Introducing a structural similarity index and map for quality control in tractography performed using multi-band EPI
Yuichi Suzuki1, Akira Kunimatsu1, Kouhei Kamiya1, Masaki Katsura1, Harushi Mori1, Katsuya Maruyama2, Thorsten Feiweier3, Kenji Ino1, Yasushi Watanabe1, Jiro Sato1, Keiichi Yano1, and Kuni Ohtomo1

1The Department of Radiology, The University of Tokyo Hospital, Bunkyo-ku, Japan, 2Siemens Japan K.K., Shinagawa-ku, Japan, 3Siemens AG, Erlangen, Germany

Synopsis

We quantitatively evaluated the quality of tractography images captured using the multi-band EPI (MBEPI) compared with those obtained without using MBEPI. We also demonstrated the potential weakness of classic Dice similarity coefficients (DSCs) and introduced a structural similarity (SSIM) index and map as a new method for evaluating the quality of tractography images.

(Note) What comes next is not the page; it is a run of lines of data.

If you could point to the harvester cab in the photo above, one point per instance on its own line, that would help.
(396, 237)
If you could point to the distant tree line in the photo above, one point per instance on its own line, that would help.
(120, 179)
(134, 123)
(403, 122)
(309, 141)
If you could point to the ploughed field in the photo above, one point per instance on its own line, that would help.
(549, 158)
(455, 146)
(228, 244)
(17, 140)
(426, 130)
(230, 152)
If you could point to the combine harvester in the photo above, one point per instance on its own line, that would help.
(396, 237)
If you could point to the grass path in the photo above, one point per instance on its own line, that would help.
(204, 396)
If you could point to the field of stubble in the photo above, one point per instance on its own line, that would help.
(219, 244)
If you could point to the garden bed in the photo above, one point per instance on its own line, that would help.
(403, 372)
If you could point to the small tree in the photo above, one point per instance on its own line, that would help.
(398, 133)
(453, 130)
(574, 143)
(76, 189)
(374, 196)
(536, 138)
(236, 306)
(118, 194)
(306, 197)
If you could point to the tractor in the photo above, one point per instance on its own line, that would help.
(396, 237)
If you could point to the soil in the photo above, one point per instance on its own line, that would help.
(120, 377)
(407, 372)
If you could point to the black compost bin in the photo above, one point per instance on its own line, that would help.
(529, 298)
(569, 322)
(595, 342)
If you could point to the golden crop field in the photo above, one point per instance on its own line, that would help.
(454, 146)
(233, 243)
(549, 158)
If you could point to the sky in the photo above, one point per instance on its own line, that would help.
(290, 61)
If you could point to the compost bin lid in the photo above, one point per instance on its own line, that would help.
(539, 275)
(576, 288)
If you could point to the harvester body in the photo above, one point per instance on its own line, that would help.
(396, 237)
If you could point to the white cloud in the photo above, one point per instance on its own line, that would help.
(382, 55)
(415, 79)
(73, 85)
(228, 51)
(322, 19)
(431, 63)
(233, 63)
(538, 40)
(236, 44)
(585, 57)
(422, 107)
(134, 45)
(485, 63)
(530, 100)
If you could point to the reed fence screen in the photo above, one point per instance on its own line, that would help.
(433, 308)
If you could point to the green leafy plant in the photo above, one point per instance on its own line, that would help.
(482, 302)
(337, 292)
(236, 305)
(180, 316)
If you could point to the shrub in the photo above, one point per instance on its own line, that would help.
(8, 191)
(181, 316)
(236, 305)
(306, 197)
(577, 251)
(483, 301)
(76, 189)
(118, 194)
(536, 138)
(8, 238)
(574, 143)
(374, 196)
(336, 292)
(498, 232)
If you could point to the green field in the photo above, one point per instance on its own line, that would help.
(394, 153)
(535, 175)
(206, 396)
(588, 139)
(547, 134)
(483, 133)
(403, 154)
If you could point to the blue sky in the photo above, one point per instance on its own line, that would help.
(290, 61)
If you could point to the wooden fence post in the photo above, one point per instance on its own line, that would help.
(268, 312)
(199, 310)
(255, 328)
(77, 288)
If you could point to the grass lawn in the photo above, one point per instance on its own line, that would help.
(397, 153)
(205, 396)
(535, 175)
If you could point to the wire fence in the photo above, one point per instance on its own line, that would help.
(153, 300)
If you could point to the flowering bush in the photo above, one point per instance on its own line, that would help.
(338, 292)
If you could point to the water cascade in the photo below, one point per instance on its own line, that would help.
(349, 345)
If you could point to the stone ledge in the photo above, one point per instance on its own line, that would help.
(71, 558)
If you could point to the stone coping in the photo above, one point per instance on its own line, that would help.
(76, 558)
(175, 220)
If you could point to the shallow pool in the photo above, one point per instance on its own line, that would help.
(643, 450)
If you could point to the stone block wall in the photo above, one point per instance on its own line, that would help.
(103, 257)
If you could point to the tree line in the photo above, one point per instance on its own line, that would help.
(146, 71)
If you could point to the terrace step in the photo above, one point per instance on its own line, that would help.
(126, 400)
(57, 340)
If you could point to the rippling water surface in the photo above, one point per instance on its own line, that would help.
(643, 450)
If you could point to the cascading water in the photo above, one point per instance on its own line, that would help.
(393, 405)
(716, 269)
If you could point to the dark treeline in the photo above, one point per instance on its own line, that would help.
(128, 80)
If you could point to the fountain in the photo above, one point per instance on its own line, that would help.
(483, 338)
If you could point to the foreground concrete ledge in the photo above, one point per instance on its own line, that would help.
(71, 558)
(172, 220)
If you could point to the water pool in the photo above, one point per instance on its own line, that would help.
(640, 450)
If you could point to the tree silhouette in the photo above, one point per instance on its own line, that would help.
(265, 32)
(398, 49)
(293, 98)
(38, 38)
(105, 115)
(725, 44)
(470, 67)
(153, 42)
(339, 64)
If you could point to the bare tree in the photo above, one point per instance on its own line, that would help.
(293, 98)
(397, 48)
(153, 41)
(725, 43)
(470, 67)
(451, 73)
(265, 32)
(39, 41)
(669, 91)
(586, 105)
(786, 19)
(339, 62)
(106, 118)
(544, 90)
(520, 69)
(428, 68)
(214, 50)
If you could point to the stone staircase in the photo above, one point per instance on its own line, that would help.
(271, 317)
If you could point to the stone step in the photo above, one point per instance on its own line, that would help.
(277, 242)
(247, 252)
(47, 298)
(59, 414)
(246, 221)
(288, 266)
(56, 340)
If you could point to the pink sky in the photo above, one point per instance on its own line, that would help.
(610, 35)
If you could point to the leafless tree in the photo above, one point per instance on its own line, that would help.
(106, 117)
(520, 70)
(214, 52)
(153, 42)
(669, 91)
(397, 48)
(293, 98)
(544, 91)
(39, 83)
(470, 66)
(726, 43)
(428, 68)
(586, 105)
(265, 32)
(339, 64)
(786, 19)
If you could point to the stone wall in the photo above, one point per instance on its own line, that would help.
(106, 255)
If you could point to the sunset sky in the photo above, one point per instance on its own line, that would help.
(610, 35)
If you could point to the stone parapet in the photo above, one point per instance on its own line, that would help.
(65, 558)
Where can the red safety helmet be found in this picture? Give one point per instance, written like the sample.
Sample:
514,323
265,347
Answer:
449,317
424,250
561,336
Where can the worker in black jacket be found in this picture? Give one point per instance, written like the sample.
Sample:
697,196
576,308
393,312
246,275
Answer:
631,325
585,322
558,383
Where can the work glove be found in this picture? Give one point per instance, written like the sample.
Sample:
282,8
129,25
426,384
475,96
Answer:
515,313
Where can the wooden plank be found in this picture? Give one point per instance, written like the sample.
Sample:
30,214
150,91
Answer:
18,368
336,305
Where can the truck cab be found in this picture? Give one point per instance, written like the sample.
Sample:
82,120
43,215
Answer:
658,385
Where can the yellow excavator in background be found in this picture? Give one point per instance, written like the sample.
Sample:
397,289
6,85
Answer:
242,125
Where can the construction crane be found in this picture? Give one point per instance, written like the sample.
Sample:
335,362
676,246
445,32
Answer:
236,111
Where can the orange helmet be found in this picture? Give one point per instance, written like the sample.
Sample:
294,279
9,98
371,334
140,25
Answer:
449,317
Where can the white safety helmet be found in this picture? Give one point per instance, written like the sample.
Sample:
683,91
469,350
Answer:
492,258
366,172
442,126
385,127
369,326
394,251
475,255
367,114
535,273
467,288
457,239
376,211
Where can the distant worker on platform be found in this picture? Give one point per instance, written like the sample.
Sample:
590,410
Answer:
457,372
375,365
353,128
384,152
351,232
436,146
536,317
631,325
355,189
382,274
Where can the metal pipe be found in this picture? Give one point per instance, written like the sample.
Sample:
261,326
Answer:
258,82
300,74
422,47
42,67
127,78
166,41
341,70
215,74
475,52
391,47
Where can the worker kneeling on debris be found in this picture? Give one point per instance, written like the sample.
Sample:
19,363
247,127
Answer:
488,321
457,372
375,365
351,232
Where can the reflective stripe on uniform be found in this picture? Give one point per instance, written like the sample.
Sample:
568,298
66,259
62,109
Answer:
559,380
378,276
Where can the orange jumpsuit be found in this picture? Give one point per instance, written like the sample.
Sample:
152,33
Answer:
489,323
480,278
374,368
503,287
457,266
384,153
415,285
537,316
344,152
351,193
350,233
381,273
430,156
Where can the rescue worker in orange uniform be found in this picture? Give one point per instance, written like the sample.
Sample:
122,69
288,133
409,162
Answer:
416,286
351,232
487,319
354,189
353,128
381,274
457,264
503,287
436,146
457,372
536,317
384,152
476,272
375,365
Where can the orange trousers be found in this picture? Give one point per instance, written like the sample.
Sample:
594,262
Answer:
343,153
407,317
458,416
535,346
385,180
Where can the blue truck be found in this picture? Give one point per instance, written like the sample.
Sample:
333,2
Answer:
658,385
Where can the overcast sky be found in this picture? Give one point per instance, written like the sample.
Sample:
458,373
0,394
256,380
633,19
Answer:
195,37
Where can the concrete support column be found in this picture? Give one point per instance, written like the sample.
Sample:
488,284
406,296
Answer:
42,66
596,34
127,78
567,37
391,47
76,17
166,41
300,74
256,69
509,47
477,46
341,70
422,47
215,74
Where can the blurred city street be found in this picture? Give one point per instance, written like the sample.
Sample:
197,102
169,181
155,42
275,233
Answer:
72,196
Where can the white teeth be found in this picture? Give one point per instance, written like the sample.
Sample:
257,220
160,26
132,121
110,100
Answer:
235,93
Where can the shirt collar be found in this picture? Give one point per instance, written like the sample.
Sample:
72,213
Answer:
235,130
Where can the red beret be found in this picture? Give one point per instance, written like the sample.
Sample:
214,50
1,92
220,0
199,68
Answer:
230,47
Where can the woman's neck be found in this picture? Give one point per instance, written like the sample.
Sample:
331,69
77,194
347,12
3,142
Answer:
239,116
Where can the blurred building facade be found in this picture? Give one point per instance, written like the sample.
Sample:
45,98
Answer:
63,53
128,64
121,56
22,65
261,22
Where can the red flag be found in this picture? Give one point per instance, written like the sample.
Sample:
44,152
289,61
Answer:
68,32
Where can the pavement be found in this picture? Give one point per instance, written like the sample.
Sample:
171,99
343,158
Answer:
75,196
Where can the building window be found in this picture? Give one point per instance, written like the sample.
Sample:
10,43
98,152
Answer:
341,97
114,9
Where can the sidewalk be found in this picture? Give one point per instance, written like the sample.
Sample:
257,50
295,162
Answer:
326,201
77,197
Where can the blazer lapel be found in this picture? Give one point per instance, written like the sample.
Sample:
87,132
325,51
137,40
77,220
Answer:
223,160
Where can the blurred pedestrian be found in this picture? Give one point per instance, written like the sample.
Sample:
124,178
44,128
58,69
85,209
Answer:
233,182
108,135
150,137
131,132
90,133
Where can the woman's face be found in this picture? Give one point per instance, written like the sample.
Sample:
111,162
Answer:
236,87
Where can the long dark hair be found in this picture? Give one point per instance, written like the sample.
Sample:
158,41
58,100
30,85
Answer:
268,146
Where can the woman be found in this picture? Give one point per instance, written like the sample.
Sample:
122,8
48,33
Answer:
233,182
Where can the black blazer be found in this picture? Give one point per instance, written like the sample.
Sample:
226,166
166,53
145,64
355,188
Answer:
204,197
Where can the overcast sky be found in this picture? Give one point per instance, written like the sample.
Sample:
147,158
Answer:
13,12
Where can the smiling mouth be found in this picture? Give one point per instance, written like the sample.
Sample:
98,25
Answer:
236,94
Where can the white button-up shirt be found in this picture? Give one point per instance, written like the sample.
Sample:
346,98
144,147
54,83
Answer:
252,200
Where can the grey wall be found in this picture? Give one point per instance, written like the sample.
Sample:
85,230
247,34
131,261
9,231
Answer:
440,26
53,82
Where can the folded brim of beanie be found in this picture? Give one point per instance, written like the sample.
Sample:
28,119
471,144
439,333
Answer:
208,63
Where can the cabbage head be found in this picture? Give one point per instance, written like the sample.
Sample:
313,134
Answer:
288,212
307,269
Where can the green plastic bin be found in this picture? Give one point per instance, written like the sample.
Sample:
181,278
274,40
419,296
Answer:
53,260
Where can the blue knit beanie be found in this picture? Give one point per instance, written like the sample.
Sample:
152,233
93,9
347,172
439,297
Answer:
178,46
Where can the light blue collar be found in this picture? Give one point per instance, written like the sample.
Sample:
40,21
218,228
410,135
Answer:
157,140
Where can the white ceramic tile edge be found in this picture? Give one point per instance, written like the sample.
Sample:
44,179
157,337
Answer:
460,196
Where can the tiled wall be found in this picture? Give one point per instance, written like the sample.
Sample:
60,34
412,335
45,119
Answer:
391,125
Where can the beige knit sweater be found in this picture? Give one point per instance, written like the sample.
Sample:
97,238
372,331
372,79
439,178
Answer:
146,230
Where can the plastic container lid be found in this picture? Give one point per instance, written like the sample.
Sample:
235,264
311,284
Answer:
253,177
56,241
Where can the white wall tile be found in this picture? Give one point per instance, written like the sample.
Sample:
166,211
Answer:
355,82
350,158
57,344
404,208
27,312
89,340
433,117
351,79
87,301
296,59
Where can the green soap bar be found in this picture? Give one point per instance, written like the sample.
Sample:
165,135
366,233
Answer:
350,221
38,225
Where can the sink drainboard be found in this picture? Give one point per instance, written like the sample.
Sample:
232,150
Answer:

A numerical evaluation was enabled by the SSIM index and that the SSIM map was advantageous in that it allows visual confirmation of the structural similarity ratio; in contrast, the DSCs only offered a numerical evaluation.

Purpose

The multi-band echo planar imaging (MBEPI) technique 1,2 can reduce scanning time; however, the quality of the images produced is suboptimal because of the effects of incomplete slice separation 3. In this study, we quantitatively evaluated the quality of tractography images captured using MBEPI compared with those obtained without using MBEPI. We also demonstrated the potential weakness of classic Dice similarity coefficients (DSCs) and introduced a structural similarity (SSIM) index and map 4 as a new method for evaluating the quality of tractography images.

Materials and Methods

Twelve men participated in this study (average age, 28.25 ± 3.62 years). Diffusion MRI (dMRI) data were acquired with a SIEMENS MAGNETOM Avanto 1.5T B17 using a single-shot spin echo EPI sequence and following parameters: b-value, 3000 s/mm2; field of view, 24.5 × 24.5 cm2; acquisition matrix, 98 × 98; slice thickness, 2.8 mm; axial sections, 50; GRAPPA factor, 2; and average, 1. The following three methods were compared.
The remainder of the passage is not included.